From 16 December 2005 issue of Science:

News of the Week

GENETICS:
Zebrafish Researchers Hook Gene for Human Skin Color

Michael Balter

People come in many different hues, from black to brown to white and shades in between. The chief determinant of skin color is the pigment melanin, which protects against ultraviolet rays and is found in cellular organelles called melanosomes. But the genetics behind this spectrum of skin colors have remained enigmatic. Now, on page 1782 of this week's issue of Science, an international team reports the identification of a zebrafish pigmentation gene and its human counterpart, which apparently accounts for a significant part of the difference between African and European skin tones. One variant of the gene seems to have undergone strong natural selection for lighter skin in Europeans.

The new work is raising goose bumps among skin-color researchers. "Entirely original and groundbreaking," says molecular biologist Richard Sturm of the University of Queensland in Brisbane, Australia. Anthropologist Nina Jablonski of the California Academy of Sciences in San Francisco, California, notes that the paper "provides very strong support for positive selection" of light skin in Europeans. Researchers have not been sure whether European pale skin is the result of some selective advantage or due to a relaxation of selection for dark skin, after the ancestors of modern Europeans migrated out of Africa into less sunny climes.

Yet the authors agree that the new gene, SLC24A5, is far from the whole story: Although at least 93% of Africans and East Asians share the same allele, East Asians are usually light skinned too. This means that variation in other genes, a handful of which have been previously identified, also affects skin color.

The Science paper is the culmination of a decade of work, says team leader Keith Cheng, a geneticist at Pennsylvania State University College of Medicine in Hershey.
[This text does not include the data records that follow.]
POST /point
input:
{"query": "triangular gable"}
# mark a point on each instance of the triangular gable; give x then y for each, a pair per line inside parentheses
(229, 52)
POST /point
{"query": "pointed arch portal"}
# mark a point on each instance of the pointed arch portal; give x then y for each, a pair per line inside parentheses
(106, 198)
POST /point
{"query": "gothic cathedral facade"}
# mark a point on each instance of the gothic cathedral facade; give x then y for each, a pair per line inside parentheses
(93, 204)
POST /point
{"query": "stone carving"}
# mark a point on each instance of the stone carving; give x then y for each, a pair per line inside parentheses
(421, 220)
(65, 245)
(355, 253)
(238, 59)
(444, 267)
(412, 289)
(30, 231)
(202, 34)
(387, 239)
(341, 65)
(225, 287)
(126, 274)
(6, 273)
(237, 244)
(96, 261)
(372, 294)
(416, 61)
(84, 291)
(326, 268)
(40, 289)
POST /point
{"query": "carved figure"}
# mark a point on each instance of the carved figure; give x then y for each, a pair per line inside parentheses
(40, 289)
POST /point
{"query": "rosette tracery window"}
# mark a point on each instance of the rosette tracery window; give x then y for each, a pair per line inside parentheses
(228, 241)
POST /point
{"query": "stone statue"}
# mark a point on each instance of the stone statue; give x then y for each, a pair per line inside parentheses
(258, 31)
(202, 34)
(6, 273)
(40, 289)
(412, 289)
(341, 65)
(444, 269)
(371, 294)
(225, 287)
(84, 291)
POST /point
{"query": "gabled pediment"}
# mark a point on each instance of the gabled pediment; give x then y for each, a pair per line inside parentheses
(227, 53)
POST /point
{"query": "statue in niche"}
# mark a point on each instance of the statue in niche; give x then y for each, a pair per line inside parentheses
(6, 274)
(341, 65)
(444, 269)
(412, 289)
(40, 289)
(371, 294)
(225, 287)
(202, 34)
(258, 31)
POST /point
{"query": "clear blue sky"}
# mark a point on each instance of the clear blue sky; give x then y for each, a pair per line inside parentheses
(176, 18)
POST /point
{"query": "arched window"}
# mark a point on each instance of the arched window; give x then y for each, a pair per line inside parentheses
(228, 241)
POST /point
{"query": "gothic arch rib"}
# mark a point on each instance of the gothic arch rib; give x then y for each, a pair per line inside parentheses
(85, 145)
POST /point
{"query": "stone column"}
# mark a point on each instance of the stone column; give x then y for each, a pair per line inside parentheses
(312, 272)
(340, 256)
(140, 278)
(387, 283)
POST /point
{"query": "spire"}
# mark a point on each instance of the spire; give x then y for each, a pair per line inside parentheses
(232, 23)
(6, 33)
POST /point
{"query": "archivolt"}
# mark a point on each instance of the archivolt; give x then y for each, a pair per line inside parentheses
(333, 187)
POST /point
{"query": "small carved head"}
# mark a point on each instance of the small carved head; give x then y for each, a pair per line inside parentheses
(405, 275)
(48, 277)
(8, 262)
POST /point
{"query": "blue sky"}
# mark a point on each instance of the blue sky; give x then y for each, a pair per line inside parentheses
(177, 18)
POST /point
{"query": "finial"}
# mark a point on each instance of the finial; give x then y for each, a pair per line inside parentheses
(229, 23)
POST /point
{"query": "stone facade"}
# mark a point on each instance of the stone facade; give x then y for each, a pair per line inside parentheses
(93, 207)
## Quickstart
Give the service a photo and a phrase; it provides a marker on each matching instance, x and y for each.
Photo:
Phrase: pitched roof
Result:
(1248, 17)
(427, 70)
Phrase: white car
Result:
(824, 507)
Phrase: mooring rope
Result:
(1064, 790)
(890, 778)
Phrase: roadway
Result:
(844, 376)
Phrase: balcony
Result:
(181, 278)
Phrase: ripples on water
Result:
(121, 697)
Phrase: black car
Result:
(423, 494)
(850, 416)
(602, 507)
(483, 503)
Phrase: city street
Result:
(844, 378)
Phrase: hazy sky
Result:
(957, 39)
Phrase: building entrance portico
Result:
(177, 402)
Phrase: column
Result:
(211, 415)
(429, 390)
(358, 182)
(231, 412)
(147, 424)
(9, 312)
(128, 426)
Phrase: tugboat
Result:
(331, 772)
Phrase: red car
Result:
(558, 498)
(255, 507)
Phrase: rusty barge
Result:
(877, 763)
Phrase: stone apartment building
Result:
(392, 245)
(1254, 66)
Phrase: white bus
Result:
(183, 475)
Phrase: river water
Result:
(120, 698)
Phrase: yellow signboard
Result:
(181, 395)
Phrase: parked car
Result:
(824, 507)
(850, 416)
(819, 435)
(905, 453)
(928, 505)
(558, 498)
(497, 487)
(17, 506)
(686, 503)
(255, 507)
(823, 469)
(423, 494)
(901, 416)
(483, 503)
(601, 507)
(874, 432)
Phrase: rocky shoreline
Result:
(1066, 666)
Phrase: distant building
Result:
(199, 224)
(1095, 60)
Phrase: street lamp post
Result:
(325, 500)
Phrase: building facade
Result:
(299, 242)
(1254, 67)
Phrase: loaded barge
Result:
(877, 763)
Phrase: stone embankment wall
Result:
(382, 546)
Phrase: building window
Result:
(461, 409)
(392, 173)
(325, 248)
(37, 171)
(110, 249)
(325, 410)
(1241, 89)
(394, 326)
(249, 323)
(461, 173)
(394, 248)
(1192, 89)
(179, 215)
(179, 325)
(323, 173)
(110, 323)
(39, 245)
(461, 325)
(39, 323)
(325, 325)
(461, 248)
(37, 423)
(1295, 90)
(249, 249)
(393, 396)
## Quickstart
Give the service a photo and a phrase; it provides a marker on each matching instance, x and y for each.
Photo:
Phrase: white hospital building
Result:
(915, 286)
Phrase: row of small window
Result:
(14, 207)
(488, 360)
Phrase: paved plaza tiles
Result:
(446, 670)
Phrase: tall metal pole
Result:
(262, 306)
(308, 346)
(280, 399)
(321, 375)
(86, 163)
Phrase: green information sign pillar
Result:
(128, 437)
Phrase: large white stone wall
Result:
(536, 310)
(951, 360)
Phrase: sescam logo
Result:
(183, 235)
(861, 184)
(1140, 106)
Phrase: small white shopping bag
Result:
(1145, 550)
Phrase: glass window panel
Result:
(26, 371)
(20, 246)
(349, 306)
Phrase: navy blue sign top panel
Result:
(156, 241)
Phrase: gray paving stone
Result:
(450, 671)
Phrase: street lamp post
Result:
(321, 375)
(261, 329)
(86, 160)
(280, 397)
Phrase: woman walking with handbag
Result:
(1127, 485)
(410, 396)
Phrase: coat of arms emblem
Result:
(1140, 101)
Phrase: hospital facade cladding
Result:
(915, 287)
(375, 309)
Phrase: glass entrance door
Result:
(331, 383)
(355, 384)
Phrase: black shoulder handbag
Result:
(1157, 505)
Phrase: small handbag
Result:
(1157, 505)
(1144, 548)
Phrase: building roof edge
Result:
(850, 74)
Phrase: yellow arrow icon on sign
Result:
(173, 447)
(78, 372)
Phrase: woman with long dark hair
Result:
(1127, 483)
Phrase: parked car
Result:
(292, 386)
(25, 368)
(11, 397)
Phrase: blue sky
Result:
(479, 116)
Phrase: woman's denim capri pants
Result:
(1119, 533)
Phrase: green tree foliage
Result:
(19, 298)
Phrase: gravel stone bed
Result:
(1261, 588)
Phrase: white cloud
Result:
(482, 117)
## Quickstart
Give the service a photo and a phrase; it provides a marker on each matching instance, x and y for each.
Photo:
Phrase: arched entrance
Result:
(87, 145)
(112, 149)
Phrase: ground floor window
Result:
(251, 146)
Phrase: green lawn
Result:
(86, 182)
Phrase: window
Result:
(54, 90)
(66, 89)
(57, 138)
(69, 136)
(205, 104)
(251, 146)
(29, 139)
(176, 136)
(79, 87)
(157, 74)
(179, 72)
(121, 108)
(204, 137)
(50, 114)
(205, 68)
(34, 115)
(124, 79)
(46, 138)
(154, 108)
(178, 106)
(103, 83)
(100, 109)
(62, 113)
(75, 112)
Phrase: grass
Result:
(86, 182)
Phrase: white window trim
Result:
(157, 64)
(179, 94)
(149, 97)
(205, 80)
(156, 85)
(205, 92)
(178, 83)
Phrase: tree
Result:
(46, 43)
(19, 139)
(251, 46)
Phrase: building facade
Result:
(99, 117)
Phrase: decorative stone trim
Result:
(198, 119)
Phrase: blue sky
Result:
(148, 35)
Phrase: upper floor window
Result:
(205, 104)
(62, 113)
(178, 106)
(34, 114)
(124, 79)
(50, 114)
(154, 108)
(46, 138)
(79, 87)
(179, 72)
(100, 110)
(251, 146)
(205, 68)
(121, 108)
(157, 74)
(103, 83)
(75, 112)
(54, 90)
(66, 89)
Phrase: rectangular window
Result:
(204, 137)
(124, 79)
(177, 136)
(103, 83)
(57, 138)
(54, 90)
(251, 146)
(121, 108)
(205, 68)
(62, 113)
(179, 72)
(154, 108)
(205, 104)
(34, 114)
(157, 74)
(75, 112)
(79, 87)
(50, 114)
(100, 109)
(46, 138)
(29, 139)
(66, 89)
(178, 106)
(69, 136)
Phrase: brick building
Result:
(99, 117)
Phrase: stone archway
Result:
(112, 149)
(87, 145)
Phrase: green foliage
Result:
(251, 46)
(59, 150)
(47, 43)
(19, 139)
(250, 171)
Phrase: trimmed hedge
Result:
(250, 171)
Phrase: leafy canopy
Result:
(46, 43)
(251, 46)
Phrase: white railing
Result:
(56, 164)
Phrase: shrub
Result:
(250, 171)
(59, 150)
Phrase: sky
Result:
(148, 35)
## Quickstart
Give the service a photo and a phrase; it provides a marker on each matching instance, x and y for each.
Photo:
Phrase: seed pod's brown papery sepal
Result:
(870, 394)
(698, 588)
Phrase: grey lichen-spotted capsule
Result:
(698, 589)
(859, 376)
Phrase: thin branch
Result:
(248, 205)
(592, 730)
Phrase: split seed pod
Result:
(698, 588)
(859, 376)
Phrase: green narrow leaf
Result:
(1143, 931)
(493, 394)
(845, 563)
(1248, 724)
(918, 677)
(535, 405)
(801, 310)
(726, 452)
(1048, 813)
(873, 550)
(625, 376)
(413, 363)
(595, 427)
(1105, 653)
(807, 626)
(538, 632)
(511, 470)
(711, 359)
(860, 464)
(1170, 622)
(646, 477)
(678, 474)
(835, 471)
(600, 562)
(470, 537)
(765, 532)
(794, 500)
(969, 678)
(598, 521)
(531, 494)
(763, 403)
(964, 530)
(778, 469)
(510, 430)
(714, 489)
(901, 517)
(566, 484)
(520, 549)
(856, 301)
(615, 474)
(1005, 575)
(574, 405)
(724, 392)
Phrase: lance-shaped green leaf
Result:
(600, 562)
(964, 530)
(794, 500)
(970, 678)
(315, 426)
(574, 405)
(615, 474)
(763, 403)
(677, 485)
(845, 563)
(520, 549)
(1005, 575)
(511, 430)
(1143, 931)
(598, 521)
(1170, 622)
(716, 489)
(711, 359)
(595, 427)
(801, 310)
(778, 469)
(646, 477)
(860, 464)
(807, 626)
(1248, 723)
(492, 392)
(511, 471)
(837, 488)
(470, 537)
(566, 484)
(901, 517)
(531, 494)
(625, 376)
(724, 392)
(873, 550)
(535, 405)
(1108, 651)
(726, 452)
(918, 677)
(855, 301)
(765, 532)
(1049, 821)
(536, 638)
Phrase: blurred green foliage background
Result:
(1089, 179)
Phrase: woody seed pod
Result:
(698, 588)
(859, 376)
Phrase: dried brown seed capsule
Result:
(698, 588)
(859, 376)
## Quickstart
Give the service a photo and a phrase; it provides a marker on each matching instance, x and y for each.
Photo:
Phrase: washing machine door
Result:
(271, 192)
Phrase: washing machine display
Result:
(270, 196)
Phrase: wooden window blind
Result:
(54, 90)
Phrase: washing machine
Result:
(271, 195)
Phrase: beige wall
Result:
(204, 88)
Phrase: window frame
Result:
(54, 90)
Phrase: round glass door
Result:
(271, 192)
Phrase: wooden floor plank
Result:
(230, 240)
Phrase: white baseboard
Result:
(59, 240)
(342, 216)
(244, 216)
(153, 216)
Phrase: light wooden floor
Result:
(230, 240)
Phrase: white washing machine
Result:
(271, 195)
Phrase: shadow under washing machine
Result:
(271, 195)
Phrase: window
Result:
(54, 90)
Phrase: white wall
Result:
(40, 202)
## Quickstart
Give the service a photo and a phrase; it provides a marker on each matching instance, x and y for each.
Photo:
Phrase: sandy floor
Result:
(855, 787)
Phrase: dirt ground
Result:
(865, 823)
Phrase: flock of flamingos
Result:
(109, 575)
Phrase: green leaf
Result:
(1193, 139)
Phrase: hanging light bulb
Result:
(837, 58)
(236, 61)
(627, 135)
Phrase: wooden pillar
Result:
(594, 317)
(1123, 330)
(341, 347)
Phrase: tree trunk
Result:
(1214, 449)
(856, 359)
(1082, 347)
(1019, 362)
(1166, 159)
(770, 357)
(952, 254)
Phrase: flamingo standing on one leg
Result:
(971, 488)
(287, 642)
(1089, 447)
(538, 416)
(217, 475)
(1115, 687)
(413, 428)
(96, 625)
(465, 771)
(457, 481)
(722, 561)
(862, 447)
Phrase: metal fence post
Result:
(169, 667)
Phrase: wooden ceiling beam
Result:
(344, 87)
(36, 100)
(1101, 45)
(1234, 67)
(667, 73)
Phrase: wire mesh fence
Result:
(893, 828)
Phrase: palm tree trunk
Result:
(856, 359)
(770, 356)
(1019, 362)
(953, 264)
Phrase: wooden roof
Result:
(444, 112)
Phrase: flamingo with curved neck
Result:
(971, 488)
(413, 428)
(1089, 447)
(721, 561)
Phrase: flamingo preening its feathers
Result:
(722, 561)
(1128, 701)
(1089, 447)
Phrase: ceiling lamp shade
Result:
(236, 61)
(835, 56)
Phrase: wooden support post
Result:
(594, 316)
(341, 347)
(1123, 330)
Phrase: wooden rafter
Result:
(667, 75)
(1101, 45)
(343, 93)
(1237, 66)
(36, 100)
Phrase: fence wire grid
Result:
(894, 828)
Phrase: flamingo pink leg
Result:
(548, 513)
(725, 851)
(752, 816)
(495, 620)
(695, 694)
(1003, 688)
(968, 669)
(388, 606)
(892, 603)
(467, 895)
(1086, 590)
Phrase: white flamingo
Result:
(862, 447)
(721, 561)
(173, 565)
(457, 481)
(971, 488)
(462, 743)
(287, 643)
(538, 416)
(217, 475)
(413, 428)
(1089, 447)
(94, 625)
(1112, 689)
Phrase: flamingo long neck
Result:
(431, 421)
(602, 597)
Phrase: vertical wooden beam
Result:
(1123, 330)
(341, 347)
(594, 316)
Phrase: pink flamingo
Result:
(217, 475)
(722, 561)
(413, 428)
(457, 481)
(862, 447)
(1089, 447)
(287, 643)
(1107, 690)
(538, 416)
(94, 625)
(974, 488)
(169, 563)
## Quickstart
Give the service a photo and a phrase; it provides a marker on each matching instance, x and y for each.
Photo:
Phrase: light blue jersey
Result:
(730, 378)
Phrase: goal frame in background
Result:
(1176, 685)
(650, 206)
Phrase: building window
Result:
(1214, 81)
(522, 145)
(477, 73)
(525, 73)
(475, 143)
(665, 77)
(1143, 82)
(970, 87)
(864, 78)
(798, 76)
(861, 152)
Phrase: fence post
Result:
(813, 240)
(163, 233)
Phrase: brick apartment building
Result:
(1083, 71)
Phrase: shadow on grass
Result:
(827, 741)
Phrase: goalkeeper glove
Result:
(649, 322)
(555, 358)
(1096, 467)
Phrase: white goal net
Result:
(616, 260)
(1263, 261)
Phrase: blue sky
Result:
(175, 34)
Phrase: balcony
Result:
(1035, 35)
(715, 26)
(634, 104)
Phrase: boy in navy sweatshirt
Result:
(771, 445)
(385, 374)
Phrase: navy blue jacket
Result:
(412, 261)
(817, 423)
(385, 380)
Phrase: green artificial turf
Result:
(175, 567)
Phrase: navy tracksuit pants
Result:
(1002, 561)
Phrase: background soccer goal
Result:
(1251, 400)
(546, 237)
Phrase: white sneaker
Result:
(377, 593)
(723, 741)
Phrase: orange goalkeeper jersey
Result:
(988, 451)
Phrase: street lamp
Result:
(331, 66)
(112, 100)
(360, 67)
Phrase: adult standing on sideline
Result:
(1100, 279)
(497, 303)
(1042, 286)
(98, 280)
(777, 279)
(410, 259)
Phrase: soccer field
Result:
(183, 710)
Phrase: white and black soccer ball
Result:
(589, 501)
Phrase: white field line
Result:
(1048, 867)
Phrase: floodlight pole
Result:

He and his colleagues were using the zebrafish as a model organism to search for cancer genes and became curious about a zebrafish mutation called golden, which lightens the fish's normally dark, melanin-rich stripes. Cheng's team identified the mutated gene and found that the zebrafish version shared about 69% of its sequence with the human gene SLC24A5, which is thought to be involved in ion exchange across cellular membranes--an important process in melanosome formation. And when Cheng and his co-workers injected human SLC24A5 messenger RNA (an intermediary molecule in protein synthesis) into golden zebrafish embryos, wild-type pigmentation pattern was restored.

Researchers say the ability of human SLC24A5 to "rescue" the mutant zebrafish is strong evidence that the gene has a similar function in fish and humans. "The zebrafish data are extremely compelling," says human geneticist Neil Risch of the University of California, San Francisco.

The team then searched for genetic variants among humans. Data from the HapMap database of human genetic diversity (Science, 28 October, p. 601) showed that SLC24A5 has two primary alleles, which vary by one amino acid. Nearly all Africans and East Asians have an allele with alanine in a key locus, whereas 98% of Europeans have threonine at that locus. These marked frequency differences combined with the pattern of variation in nearby genes suggest that the threonine variant has been the target of a recent selective sweep among the ancestors of modern Europeans, Cheng's team concluded.

Finally, the team measured the pigmentation levels of 203 African Americans and 105 African Caribbeans--groups that represent an admixture of African and European ancestry--and compared their SLC24A5 genotypes. Subjects homozygous for the threonine allele tended to be lightest skinned, those homozygous for the alanine allele were darkest, and heterozygotes were in between, as shown by the degree of reflectance of their skin. The team concludes that between 25% and 38% of the skin-color difference between Europeans and Africans can be attributed to SLC24A5 variants. The experiments provide "a beautiful example of the critical role that model organism genetics continues to play for understanding human gene function," says geneticist Gregory Barsh of Stanford University in California.

The new work doesn't solve the question of why fair skin might have been favored among Europeans. However, it is consistent with a long-standing but unproven hypothesis that light skin allows more absorption of sunshine and so produces more vitamin D, a trait that would be favored at less sunny European latitudes.

Barsh adds that the paper "indicates how the genetics of skin-color variation is quite different from, and should not be confused with, the concept of race." Rather, he says, "one of the most obvious characteristics that distinguishes among different humans is nothing more than a simple change in activity of a protein expressed in pigment cells." Jablonski agrees: "Skin color does not equal race, period."